In this floor, there were lots of craft stations, each prepared with materials for different projects. The staff was on hand to teach the kids how to create more complicated projects.
Being artistic and creative like, ahem, their mom (okay, and also their dad) they really liked hanging out here and I had to drag them out of the fourth floor to continue exploring other areas. There are science and computer games in another floor, woodworking areas, ride-on toys for smaller kids, and on the roof-top, yet another playground.
It seems that there is only one Jido Kaikan in Tokyo, although other areas have what they call Jido kans, or "children's halls"--none of them are as big as the Jido kaikan. I saw a lot of moms here, chatting with each other while their kids played, so it's also a moms' gathering area.
This can easily be a whole afternoon affair. You can probably bring the kids here in the morning and they'd find something that will keep them excited for many hours.

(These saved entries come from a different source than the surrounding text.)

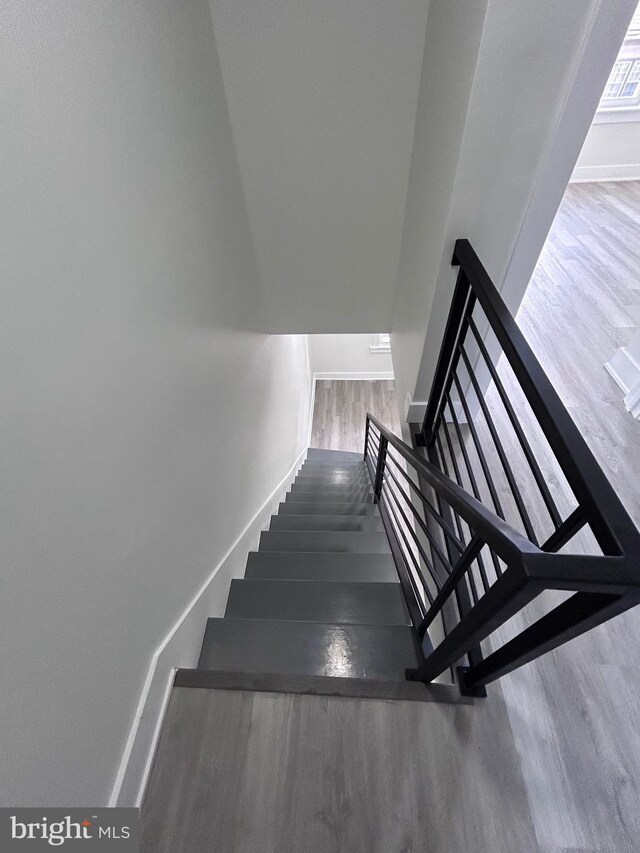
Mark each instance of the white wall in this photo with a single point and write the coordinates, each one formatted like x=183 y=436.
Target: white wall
x=535 y=86
x=143 y=425
x=348 y=354
x=611 y=152
x=454 y=30
x=322 y=96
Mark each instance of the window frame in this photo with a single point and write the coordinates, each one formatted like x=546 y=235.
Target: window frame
x=624 y=109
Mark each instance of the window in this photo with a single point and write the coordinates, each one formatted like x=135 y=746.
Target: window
x=623 y=86
x=381 y=343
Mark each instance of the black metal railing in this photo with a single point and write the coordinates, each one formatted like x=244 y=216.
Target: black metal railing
x=502 y=501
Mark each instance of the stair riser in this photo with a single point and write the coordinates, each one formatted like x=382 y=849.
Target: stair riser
x=338 y=491
x=328 y=497
x=362 y=523
x=317 y=508
x=361 y=481
x=334 y=541
x=338 y=574
x=314 y=454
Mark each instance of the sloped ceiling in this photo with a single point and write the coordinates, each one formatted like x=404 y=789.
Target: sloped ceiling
x=322 y=97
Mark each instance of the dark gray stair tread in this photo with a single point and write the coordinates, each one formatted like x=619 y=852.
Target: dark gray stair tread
x=323 y=469
x=359 y=523
x=318 y=685
x=333 y=482
x=319 y=565
x=338 y=488
x=329 y=497
x=332 y=540
x=318 y=601
x=331 y=491
x=315 y=453
x=325 y=465
x=340 y=478
x=328 y=508
x=300 y=648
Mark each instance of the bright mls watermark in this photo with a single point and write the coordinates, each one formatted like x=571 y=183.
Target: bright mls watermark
x=91 y=829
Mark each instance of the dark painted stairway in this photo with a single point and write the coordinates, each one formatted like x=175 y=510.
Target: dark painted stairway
x=320 y=609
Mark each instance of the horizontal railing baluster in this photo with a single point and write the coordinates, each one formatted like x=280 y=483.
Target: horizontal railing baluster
x=446 y=529
x=445 y=430
x=389 y=493
x=524 y=444
x=478 y=446
x=438 y=449
x=432 y=540
x=429 y=515
x=515 y=491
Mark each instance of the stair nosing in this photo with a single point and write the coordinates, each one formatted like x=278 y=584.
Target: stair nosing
x=320 y=685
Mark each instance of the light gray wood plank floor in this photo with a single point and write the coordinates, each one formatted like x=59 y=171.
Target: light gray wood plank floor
x=550 y=762
x=242 y=772
x=340 y=409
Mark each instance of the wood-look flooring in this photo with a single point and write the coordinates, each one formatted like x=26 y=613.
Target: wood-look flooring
x=550 y=762
x=575 y=713
x=340 y=409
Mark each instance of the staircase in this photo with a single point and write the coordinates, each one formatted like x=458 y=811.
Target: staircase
x=320 y=609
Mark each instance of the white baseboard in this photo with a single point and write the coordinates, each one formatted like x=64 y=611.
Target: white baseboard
x=365 y=377
x=180 y=648
x=586 y=174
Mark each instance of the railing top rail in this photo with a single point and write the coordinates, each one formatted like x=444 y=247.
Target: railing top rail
x=508 y=543
x=609 y=520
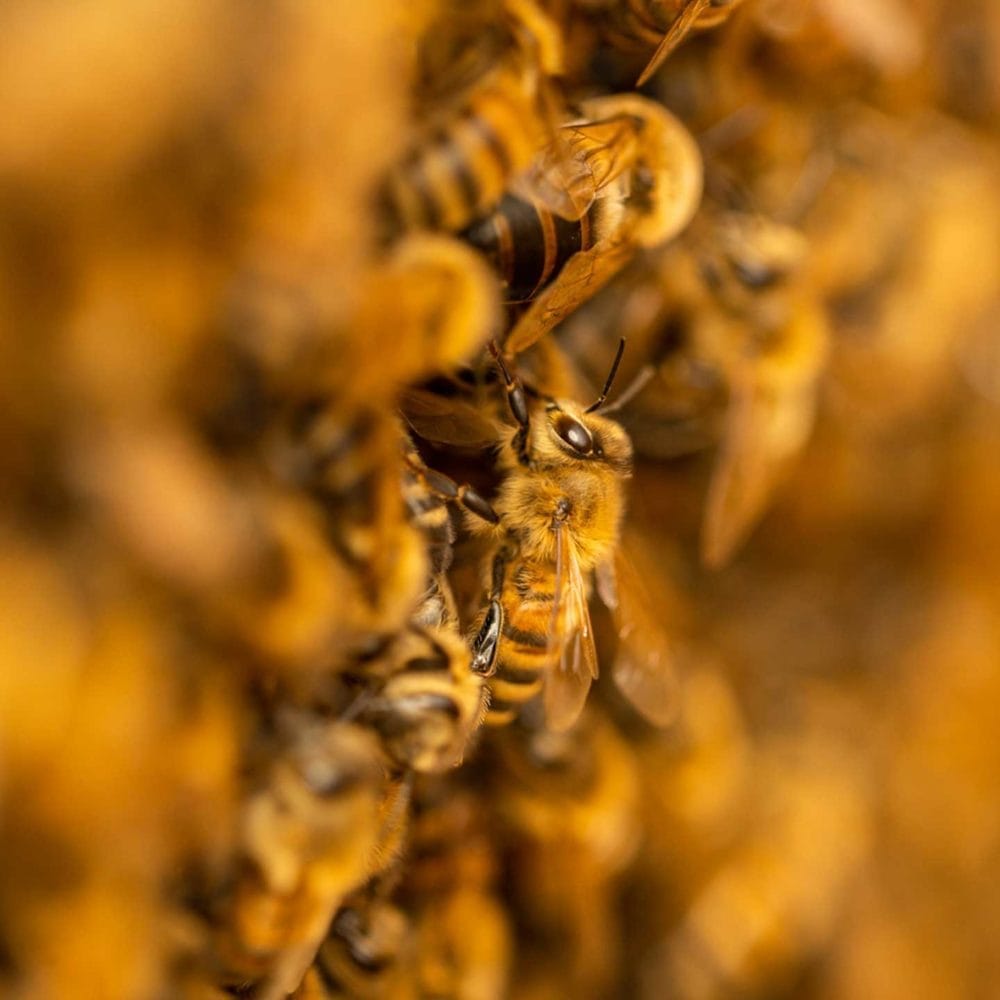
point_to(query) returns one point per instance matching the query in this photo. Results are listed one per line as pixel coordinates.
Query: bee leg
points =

Between floors, there are eating areas with tables and chairs. I think there are a couple of restaurants in the building but they were closed when we were there. There are a few vending machines with drinks and ice-cream. The best thing about the the Jido Kaikan is it's absolutely FREE! It's a state funded and run establishment open to all children.
Getting here is easy; we took the subway from our hotel to the Shibuya station, then walked a couple of blocks until we found it. After the place closed and we were walking back to the Shibuya station, we passed by what looked like a cooking studio.
The women were having a cooking lesson! A quick thought passed-- If I had planned better, I could have brought the kids earlier to the Jido kaikan, left them with the hubby, and then taken a cooking lesson (ok, ambitious travel planning, I know). I'm sure that the cooking class was all in Japanese, but I'm sure I could've just watched and learned, just like in the Jido kaikan.
At least I have a smattering of a plan, for the next Tokyo trip.